The president of the San Joaquin-Calaveras Central Labor Council has sent an urgent letter to California Attorney General Jerry Brown asking him to open an investigation into the findings of a Grand Jury report that alleges wrongdoing on the part of local college district board and a prominent development company who has extensive business dealings with 11th District GOP challenger Dean Andal.

A copy of the letter written by labor council President Joe Coy was provided to the campaign staff of incumbent Congressman Jerry McNerney, D-Stockton, who in turn forwarded a copy to PolitickerCA.com.

"I am not representing the council or the congressman on this," Coy said in a brief interview Tuesday morning. "I really feel that the Attorney General needs to get involved in this situation. We need a full, complete and impartial investigation of all the parties involved."

In his letter, Coy, who has contributed personal funds to McNerney's reelection campaign, connects the dots where the San Joaquin County Civil Grand Jury stops short. He directly implicates that Andal was the "(unnamed) consultant" working with builder Gerry Kamilos and his firm, PCCP Mountain House LLC, on the development of second campus for the San Joaquin Delta College District in the community of Mountain House outside of the city of Tracy.

Andal has consistently denied any wrongdoing or any connection with the incident. He has, however, openly acknowledged his business dealings with Kamilos and federal disclosure records show that he earned slightly more than $217,000 last year serving as a consultant to the Sacramento-based developer.

Distribution of the letter may be a harbinger of the kind of race voters in California's Congressional District 11 may encounter this fall. Pundits have said the race is expected to be among the most hotly contested House battles in the nation this fall. And that prediction comes on the heels of a bruising 2006 race between then Republican incumbent Richard Pombo and McNerney.

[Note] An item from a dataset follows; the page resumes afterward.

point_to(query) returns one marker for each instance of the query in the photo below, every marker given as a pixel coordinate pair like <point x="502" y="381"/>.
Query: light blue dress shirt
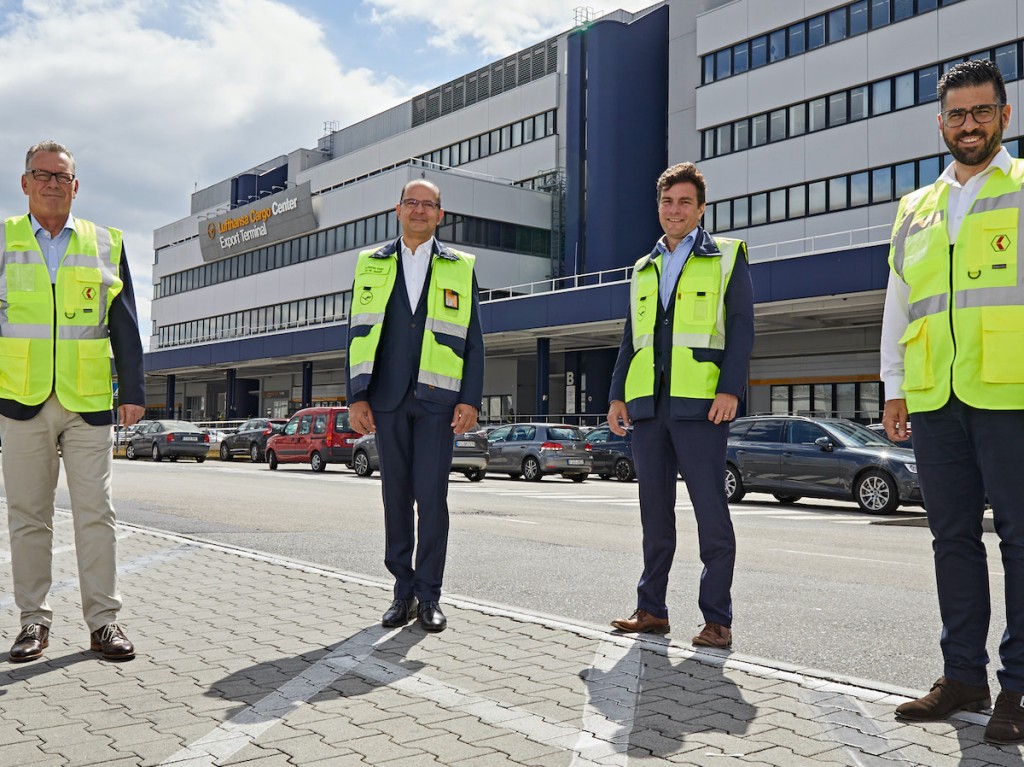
<point x="672" y="264"/>
<point x="53" y="247"/>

The June 18 Grand Jury report sharply criticizes Delta College trustees for their botched handling of the overall development of the satellite campus. The report says that one or more of the elected board members is believed to have violated the state's Brown Act by communicating vital closed session information from a February 2006 meeting to one of Kamilos' consultants. This private information in turn allowed the high-profile developer to keep the project at the Mountain House site alive.

(The report also pointedly notes that had the trustees gone with a property offered to them by the city that was inside Tracy, the project would not have wasted an estimated $40 million of the $250 million Measure L funds that voters approved in 2004.)

For their part, the Andal campaign staffers said they were concerned about the timing of and the motivation behind Coy's letter.

"Dean has been very clear on this issue -- he did not receive any leaked information from any closed door meeting of the Delta College Board of Trustees. The labor council, who authored this letter, is a McNerney supporter with a clear political agenda," said Andal spokesman Richard Temple. "McNerney should reject low road politics like this, and instead he should explain to voters why he opposes drilling for new oil anywhere in America even though gas prices are skyrocketing, and why he supports higher taxes on families even though the state's economic problems are making life for Californian families a day-to-day struggle. Voters deserve to hear about issues, not unsubstantiated political attacks."